No doubt, there are many Bleeding Heart Bedwetters who will envision all sort of “slippery slope” scenarios that could stem from the selling of human organs for profit. However, such people are Communists who hate America and Free Enterprise, and should all just move to China.

Randy Agonistes

17 Jan

Oh, Jesus H. Pencil-Necked Christ.

Hey, he lasted longer than I ever thought he would. I thought that trade would be the death of the franchise, that he would do to the Patriots what he did to the Vikings and the – ok, he didn’t really destroy the Raiders. They were a rotting corpse long before he got there. He merely hastened the decomposition…for which I am profoundly grateful, truth be told. Fuck the Raiders right in the ear.

But he made it through an entire season without reverting to Randy Being Randy, and that season just happened to be the greatest season any wide receiver has ever had in the history of the NFL. That’s a pretty good return on the investment of a fourth round draft pick.

Unfortunately the old demons have returned with a vengeance. And even assuming he isn’t guilty of the charges (which, given his history, is at best iffy), his contract is up, and he’ll probably require the richest contract any receiver has ever signed in order to stay. Considering the rapidly aging linebacker corps who will shortly need to be replaced and the Pro Bowl cornerback who will need to be paid, tying all that cash up in a troubled receiver isn’t the best idea.

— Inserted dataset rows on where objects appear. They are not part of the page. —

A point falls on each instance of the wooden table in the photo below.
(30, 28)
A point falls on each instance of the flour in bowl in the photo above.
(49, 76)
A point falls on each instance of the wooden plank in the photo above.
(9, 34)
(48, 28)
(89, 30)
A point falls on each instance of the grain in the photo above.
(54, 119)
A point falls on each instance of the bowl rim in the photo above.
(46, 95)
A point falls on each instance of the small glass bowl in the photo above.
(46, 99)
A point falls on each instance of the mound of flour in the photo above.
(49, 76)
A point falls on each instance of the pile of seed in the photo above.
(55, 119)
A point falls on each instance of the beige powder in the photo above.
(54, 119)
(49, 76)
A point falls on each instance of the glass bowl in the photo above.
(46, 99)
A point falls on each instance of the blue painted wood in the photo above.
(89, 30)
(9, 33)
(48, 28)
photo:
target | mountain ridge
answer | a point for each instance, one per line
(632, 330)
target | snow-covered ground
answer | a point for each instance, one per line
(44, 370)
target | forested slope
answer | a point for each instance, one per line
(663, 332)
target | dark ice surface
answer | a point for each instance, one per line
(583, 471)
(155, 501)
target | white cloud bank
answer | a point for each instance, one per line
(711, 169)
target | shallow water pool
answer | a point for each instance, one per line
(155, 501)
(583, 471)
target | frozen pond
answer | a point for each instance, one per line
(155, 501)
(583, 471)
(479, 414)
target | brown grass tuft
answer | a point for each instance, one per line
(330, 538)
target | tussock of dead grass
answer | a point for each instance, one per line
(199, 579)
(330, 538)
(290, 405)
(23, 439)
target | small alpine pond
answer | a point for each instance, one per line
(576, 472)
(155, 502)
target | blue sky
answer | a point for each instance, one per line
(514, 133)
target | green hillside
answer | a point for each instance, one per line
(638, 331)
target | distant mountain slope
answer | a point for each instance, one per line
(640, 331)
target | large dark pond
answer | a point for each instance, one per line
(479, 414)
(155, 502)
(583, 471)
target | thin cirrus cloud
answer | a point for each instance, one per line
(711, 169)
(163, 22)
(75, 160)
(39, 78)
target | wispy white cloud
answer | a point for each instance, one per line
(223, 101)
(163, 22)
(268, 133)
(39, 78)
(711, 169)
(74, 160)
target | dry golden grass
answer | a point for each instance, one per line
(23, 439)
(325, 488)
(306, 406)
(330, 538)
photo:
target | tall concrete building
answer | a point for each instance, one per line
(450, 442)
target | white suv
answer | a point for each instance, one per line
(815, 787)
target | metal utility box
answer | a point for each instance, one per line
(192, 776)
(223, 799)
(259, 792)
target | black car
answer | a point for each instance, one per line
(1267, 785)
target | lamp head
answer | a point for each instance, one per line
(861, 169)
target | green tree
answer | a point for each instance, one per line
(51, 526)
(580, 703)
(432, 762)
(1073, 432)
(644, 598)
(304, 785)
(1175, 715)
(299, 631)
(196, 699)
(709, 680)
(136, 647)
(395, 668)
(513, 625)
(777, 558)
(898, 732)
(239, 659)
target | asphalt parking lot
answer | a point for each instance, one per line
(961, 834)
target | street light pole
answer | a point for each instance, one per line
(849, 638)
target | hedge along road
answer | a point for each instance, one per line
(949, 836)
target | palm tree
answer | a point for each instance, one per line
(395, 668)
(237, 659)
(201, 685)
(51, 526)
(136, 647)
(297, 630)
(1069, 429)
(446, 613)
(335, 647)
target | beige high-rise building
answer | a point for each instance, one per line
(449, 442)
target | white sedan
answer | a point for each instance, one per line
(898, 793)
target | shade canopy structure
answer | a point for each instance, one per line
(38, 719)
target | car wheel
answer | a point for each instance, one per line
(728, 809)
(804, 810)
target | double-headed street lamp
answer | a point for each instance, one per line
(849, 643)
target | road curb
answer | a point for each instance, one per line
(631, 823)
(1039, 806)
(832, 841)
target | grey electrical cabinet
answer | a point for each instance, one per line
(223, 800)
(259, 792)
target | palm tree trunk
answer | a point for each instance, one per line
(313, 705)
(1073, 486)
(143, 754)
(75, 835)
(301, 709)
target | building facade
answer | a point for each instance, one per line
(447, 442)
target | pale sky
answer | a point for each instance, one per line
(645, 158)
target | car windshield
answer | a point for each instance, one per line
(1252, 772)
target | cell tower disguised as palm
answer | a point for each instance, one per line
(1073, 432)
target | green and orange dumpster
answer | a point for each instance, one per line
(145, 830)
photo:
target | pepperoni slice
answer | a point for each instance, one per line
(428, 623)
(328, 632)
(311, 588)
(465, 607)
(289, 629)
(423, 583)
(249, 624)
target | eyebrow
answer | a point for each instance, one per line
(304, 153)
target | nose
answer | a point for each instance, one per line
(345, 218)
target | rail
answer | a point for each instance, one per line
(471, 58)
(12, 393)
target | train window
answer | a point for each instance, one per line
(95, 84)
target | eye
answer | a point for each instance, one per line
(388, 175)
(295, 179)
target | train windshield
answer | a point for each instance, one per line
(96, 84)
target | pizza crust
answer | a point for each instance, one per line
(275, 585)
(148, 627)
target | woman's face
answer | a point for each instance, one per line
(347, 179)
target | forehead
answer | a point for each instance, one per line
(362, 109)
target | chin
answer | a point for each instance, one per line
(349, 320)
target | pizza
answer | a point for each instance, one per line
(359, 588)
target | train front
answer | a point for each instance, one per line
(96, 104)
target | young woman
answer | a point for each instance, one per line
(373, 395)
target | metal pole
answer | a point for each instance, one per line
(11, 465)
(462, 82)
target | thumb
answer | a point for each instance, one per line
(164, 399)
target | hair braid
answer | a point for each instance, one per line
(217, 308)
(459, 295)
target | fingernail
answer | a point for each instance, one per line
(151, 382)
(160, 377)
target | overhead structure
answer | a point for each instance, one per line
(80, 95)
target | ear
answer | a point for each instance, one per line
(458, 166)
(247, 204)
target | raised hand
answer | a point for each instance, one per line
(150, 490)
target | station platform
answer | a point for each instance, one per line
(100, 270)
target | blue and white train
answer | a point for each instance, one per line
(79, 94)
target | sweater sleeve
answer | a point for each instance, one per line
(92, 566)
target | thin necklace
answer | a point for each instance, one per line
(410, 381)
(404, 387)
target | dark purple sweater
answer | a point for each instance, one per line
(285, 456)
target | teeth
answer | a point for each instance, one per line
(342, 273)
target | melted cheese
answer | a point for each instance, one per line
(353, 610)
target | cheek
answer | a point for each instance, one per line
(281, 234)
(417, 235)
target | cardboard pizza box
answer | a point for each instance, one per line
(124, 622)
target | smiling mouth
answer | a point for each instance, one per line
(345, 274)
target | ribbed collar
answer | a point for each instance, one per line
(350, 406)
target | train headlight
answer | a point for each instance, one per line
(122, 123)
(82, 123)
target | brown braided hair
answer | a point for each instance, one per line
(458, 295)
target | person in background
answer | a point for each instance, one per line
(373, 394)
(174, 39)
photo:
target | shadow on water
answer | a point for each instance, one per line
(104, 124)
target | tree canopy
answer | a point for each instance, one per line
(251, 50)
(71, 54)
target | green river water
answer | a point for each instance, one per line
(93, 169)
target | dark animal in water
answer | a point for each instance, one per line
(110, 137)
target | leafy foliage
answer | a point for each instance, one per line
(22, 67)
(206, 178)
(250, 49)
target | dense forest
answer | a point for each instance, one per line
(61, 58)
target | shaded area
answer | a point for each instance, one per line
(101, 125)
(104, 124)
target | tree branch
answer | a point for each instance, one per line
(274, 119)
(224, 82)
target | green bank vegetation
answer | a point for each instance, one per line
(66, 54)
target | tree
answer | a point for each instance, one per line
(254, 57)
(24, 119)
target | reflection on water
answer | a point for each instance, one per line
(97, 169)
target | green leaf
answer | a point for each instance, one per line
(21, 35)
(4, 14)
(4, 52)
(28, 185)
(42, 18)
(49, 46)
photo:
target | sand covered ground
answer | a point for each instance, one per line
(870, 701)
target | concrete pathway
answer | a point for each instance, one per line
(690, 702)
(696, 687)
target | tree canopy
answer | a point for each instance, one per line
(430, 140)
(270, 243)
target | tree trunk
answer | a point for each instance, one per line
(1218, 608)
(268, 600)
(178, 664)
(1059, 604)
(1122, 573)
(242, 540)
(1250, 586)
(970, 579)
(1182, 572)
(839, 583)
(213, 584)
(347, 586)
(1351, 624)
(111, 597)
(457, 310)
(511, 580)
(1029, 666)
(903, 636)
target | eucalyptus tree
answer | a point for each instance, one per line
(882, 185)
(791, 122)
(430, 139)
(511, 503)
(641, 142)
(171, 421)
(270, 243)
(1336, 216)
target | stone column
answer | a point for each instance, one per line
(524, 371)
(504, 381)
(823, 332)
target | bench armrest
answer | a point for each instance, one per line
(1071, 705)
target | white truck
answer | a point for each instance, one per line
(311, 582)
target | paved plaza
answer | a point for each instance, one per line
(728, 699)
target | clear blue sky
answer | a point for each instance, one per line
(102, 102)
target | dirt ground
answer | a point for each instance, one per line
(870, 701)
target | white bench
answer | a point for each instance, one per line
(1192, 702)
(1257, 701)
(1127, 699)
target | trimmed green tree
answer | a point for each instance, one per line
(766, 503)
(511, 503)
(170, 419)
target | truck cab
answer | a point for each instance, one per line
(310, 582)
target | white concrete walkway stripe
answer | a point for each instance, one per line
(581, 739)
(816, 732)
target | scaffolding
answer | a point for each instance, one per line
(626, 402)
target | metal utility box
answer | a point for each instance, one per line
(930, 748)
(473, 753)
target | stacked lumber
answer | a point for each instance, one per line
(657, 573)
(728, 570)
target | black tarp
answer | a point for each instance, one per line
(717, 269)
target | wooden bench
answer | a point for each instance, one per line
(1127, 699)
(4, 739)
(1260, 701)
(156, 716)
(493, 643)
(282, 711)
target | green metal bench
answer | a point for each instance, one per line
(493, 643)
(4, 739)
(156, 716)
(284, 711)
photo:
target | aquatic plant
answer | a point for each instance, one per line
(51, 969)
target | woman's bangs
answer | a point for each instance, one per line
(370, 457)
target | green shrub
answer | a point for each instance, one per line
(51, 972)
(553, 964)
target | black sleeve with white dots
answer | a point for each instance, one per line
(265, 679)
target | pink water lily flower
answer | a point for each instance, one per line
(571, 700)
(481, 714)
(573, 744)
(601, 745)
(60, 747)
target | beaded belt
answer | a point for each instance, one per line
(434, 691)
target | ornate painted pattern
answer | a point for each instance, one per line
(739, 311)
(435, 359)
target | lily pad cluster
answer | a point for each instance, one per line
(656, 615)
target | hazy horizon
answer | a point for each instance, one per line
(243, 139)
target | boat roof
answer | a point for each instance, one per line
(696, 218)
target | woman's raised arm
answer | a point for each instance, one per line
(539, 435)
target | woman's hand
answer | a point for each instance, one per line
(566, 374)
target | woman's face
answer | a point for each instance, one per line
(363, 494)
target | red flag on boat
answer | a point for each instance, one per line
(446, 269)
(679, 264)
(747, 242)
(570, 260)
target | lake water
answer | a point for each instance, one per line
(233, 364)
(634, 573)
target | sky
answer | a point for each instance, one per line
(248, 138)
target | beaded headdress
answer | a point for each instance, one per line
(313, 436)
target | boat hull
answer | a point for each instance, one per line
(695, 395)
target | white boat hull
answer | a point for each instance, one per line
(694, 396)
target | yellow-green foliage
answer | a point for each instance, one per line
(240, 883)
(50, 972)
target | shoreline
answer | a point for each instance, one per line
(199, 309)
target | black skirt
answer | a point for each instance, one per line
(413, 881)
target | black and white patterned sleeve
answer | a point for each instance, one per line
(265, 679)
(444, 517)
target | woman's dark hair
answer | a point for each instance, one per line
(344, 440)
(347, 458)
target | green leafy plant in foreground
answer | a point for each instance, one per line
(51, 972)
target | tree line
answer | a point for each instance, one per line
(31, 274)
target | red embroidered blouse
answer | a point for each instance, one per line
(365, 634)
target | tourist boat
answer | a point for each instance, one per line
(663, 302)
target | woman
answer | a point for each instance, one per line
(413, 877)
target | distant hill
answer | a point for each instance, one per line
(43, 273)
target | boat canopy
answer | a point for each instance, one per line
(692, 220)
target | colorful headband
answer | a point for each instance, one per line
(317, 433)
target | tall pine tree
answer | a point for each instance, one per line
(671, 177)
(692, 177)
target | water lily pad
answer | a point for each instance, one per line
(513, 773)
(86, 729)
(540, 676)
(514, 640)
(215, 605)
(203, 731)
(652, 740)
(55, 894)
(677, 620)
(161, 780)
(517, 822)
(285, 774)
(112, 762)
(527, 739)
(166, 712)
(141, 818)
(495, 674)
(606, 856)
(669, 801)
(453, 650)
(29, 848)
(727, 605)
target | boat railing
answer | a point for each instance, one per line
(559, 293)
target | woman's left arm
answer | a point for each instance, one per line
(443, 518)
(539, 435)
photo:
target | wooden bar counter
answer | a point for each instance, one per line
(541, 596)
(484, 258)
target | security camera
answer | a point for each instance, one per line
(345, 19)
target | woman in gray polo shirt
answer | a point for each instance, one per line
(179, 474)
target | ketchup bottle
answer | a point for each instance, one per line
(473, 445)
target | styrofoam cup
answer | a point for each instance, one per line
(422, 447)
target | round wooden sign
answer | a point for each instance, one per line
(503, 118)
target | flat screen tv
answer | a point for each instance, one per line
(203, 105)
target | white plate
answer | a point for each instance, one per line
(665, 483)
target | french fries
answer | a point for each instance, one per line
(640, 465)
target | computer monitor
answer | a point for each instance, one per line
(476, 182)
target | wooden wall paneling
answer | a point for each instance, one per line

So Randy, enjoy your last two games in a Patriot uniform. Get us another ring, and look back fondly on your short time playing for The Team Of The Decade. Next year, the Titans or Jaguars or Buccaneers will be paying you a lot of money.

The Devil You Know

15 Jan

Holy Jesus, I knew Windows Turd Sandwich Vista was bad, but even I never expected this. With Microsoft preparing to discontinue sales of XP on June 30th of this year in order to force victims customers to shell out the cash for Vista, people are panicking. InfoWorld has even started a petition begging the Redmond Politburo to reconsider its decision to mothball XP.

Gee, you think that maybe, just maybe, after wrestling for seven years with an operating system that took two service packs and innumerable updates and security patches to finally become relatively safe and stable, they don’t want to start the whole excruciating process all over again with a new, significantly more expensive OS that delivers no new features of any importance? Can’t imagine why.

Sadly, not even yours truly may be completely free of the Borg Collective’s clutches. My new employer uses a snazzy, server-based system that allows employees to connect remotely and have total access to not only our email and files, but to our desktops, profiles, and even software installed on our work desktops – even if said software is not installed on our home computers.

Problem is, the client application for this system, which must be installed on my home computer for this to work, is only available for Windows. There is not, as yet, a Linux version.

Save me, Wine! If you can’t work your magical voodoo, I may have no choice but to reinstall Windows…and nobody deserves that.